While there was hardly industry-wide consensus behind it, privatization was identified as the “cure” for the “problems” and the 21st Century Aviation Innovation, Reform, and Reauthorization Act the 21st Century AIRR Act was introduced. The premise of this bill was that private industry would provide better leadership in the management of the Air Traffic Control Organization, in general, and NextGen, specifically. To develop a record that would support AIRR, the Committee asked the US Department of Transportation Office of Inspector General  to assess almost every aspect of ATO’s operations and every dollar spent on the ATC modernization.

The OIG’s mission is to “provide the Secretary and Congress with independent and objective reviews of the efficiency and effectiveness of DOT operations and programs and to detect and prevent fraud, waste, and abuse. OIG’s staff works to support DOT’s priorities of transportation safety and effective program delivery and performance.” Its critical reports and files on the subject probably fill several gigabytes of memory.

As testimony to the value of their reviews, the FAA accepted many of their recommendations. The tone and the words chosen were unusually harsh. (For example, compare the adjectives used in the titles of their reports with the wording of the Government Accountability Office’s similar analyses. Frequently, the criticisms were similar in determinations, but the expressions thereof vary in the recipient’s likely reception of the advice. See standard performance feedback language resources versus terms most likely to catch the media’s attention.)

Now, Rep.
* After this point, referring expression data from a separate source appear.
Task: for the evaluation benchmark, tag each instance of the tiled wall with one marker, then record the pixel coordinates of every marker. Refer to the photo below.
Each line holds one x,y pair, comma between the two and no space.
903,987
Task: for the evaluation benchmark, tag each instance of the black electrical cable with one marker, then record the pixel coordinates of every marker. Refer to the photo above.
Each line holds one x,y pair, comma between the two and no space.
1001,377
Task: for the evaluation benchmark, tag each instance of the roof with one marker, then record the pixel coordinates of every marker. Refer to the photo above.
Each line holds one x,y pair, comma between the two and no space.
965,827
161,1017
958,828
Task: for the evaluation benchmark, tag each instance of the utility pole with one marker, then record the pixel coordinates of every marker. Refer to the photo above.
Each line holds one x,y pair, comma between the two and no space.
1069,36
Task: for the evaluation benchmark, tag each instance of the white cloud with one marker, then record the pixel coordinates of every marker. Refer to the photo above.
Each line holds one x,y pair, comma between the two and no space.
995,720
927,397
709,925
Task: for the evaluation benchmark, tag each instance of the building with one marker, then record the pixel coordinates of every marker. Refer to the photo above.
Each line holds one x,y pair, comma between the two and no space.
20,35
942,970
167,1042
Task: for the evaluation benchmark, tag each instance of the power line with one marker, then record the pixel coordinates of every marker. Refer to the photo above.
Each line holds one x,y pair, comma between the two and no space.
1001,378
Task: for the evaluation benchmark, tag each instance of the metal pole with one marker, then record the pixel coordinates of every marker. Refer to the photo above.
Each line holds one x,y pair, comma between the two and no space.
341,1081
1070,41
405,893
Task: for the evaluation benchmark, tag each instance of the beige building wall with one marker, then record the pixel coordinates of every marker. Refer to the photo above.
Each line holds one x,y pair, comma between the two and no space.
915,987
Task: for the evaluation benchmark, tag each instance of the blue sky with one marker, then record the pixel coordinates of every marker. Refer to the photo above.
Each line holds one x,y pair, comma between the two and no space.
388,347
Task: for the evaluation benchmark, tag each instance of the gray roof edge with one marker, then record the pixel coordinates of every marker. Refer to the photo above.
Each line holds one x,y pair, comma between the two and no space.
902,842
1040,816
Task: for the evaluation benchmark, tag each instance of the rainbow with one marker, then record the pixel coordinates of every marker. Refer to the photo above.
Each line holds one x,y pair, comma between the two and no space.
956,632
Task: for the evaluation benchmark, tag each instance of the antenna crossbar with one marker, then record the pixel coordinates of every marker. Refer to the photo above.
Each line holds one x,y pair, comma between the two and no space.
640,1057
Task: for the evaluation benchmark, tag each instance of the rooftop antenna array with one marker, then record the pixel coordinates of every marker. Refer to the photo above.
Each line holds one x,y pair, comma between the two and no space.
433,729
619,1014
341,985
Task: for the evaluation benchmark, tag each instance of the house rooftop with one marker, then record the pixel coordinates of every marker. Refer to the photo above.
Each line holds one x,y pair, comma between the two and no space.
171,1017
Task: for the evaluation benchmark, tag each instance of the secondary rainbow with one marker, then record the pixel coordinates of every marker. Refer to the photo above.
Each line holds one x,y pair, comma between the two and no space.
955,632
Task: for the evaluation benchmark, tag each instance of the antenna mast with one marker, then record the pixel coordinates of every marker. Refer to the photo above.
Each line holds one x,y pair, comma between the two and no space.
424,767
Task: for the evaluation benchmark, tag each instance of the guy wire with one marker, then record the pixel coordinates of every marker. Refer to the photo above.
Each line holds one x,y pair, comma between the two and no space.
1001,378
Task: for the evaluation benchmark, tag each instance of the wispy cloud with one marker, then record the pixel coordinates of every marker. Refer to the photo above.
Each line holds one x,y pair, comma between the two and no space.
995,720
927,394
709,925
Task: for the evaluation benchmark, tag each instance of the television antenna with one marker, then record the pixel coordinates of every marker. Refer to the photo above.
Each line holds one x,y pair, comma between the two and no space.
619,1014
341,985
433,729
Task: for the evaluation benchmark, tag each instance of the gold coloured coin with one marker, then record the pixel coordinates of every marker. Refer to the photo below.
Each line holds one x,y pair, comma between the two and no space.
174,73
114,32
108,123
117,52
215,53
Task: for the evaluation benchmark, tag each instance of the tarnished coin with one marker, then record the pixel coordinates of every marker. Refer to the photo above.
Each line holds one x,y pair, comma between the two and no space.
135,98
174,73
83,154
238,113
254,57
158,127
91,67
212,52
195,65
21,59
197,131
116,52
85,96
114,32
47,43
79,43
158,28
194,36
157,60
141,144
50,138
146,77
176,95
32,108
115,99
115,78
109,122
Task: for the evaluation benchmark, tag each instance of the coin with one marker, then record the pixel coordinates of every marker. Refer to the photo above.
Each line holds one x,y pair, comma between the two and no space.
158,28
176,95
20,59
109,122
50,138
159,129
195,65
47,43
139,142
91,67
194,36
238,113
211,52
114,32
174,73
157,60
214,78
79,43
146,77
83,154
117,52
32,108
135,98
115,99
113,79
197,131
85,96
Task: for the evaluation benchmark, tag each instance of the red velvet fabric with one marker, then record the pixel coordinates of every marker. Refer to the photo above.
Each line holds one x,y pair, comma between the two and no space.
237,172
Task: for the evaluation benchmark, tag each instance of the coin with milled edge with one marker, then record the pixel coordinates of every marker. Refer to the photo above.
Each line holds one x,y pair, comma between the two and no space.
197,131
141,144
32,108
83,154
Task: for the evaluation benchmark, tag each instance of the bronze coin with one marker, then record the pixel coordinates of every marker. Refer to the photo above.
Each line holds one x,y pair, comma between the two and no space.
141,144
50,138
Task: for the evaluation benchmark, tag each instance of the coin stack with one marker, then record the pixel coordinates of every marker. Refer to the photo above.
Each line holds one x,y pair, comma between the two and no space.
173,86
Shuster and Rep. LoBiondo have announced that they will not seek reelection. The T&I Chairman has also conceded that he goes not have enough voted to pass AIRR and is now working on a clean Reauthorization bill. “I intend to work with [Sen. John Thune] and move forward with a reauthorization bill to provide long-term stability for the FAA,” was the quote in the Washington Post. 

Those CHANGES create an opportunity to IDEATE. These of being a punching bag has harmed the FAA’s internal morale. So, it may be appropriate to try a different tact:

  1. Convert the OIG post hoc analysis to positive, proactive role—the OIG has examined the FAA to a granular level and knows what went wrong. Instead of waiting until the next NextGen decision is made, presumably wrong, why not invite them to participate in program reviews BEFORE the final decision. They could help save dollars before an error is made. Instead of omniscience, they could exhibit prescience?
  2. Not corporatization, but long term funding from private sector—The expert witnesses expounded on how a “federally-chartered, not-for-profit corporation called the ATC Corporation” would allow NextGen to obtain the long term commitments from the bond market to successfully complete this project. The same intuitions may be interested in funding in this capital infrastructure backed by the full faith and credit of the United States government. There are legislative challenges to multiple years of appropriations, but the years of Shuster/LoBiondo hearings on this issue should have prepared Congress to find solutions.

No one can doubt the sincerity of the Members, staffs and witnesses (OIG) in seeking a new solution to the implementation of NextGen. Rather than walk away smarting from the wounds felt by both sides of the debate, it is time to review what we have learned and ideate.